My name is Paul Boyle, resident in Livingston, retired Principal Teacher of Art & Design, Linlithgow Academy (1991-2010). I have practised photography from age 14 and started processing/printing my own work while studying at Glasgow School of Art (1969-73), introducing photography into my teaching practice in 1975. I have trained myself to a high technical standard, initially in monochrome and colour chemical photography, and now work in the digital realm.

In my current series of boat detail images I am using a specific subject to illustrate a bigger concept, that we are, or become, a product of our conditions or environment. I look upon my creative practice as a form of printmaking and think almost entirely in terms of the handling of visual elements, as opposed to the use of the camera primarily as a recording tool, My direct influences include Matisse, Picasso, Klee, Miro, Nicholson, Photographers include Ansel Adams, Edward Weston and Walker Evans.

I now work digitally and have my own RAW workflow studio at home where I produce my prints using archive quality print media. I have an aversion to excessive digital manipulation, preferring to compose within the viewfinder and only develop the digital image to the degree that it will print correctly. I do not combine images.

I have taken a leading role within West Lothian Education Services in developing and embedding photography, both traditional and digital, within the Art & Design curriculum. I have taught Fine Art Photography at GCSE level, photographic silk screen printing, and photography within graphic design.

Statement about my work

…That fishing boat is a secret
approaching me. It’s a secret
coming out of another one.
I want to know the first one of all.

         On the Pier at Kinlochbervie (extract), Norman MacCaig

These images are of details of boats in dry dock awaiting or undergoing overhaul and refitting.

The visual development of my ideas falls into 3 stages.

Initially I was looking at the visual elements, shape, colour and texture mainly expressed in the rudders and propellers series.  Although using photography in this project I was subconsciously referencing Picasso, Matisse, Klee and others rather than photographers. I used tight compositions in the main to remove surrounding contextual references to the location and I thought of the process more akin to a form of print making, in the sense of seeing in 2 dimensions, rather than the use of the illusionary role of photography as a visual recording medium attempting to recreate 3 dimensions.

I then developed an interest in the juxtaposition of the worn timber supports and their relationship to the paintwork and structure of the hulls, particularly the streamlining and scooped shapes. I also observed the ways that the sea seems to have left its mark on the hulls both through natural erosion and by the man made process of cleaning with electric grinders which has left patterns reminiscent of fish scales and nets.

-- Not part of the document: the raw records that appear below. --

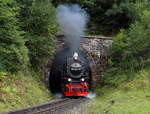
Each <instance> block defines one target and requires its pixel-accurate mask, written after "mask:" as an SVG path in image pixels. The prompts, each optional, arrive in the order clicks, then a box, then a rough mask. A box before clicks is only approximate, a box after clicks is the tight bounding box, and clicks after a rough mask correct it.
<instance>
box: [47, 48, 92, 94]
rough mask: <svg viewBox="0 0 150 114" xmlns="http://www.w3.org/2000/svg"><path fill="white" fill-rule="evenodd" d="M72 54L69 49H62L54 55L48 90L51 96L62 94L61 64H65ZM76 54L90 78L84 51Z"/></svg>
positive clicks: (61, 65)
mask: <svg viewBox="0 0 150 114" xmlns="http://www.w3.org/2000/svg"><path fill="white" fill-rule="evenodd" d="M74 52H75V51H74V50H72V49H71V48H68V47H64V48H63V49H62V50H60V51H59V52H58V53H56V56H55V58H54V61H53V63H52V67H51V70H50V76H49V89H50V91H51V92H52V93H53V94H56V93H62V87H61V77H62V72H63V71H62V70H64V68H63V64H65V62H66V59H67V58H70V57H72V56H73V54H74ZM76 52H77V53H78V55H79V58H80V59H81V60H82V61H83V62H84V64H85V66H86V69H88V72H89V75H90V77H91V70H90V66H89V61H88V60H87V58H86V55H85V52H84V50H83V49H81V50H78V51H76Z"/></svg>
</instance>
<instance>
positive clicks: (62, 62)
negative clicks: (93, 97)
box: [49, 48, 91, 96]
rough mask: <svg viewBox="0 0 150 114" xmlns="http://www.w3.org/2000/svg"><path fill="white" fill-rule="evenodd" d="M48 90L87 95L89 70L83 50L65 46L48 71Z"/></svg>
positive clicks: (65, 93) (59, 91)
mask: <svg viewBox="0 0 150 114" xmlns="http://www.w3.org/2000/svg"><path fill="white" fill-rule="evenodd" d="M49 82H50V90H51V91H52V93H54V94H55V93H63V94H64V96H87V95H88V94H89V91H90V85H91V72H90V67H89V63H88V60H87V59H86V56H85V54H84V52H83V50H78V51H76V52H75V51H74V50H72V49H69V48H66V49H64V50H62V51H60V52H59V53H58V54H57V55H56V57H55V60H54V63H53V65H52V68H51V73H50V78H49Z"/></svg>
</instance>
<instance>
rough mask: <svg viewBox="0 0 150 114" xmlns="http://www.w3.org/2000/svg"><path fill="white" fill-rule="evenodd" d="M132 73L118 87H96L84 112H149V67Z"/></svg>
mask: <svg viewBox="0 0 150 114" xmlns="http://www.w3.org/2000/svg"><path fill="white" fill-rule="evenodd" d="M127 74H128V73H127ZM134 75H136V76H135V78H134V79H133V80H130V81H129V82H124V83H122V84H120V86H119V87H116V88H113V87H103V88H98V89H97V90H96V93H97V95H98V96H97V97H96V98H95V99H92V103H91V104H90V105H89V106H88V107H87V109H88V110H87V111H86V114H150V69H149V68H148V69H144V70H141V71H139V72H137V73H134Z"/></svg>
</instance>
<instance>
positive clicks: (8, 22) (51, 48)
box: [0, 0, 57, 112]
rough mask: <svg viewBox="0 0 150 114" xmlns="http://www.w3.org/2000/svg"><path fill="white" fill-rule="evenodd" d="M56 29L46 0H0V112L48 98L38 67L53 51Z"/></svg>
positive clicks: (49, 92)
mask: <svg viewBox="0 0 150 114" xmlns="http://www.w3.org/2000/svg"><path fill="white" fill-rule="evenodd" d="M56 32H57V23H56V21H55V8H54V7H53V5H52V4H51V2H50V1H49V0H0V112H2V111H8V110H15V109H19V108H23V107H28V106H31V105H37V104H41V103H44V102H47V101H49V100H51V98H52V97H51V94H50V92H49V91H48V89H47V88H46V86H45V85H44V82H43V78H42V77H44V76H43V74H42V73H39V71H41V70H43V69H42V68H43V67H44V66H45V65H46V64H47V63H48V62H49V60H50V59H51V57H52V55H53V50H54V48H55V44H54V42H53V37H54V35H55V34H56ZM35 72H36V73H35Z"/></svg>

I also studied very small areas of the hulls especially where colour lines feature and sharp downlighting brings out the texture of the paint. I began to see elements of nature in the form of miniature seascapes.

I am left with the continuing thought that although these once pristine vessels are temporarily high and dry, the sea has not released them without leaving its mark and they await each other’s return with quiet anticipation.

Everything is, or becomes, a product of environment.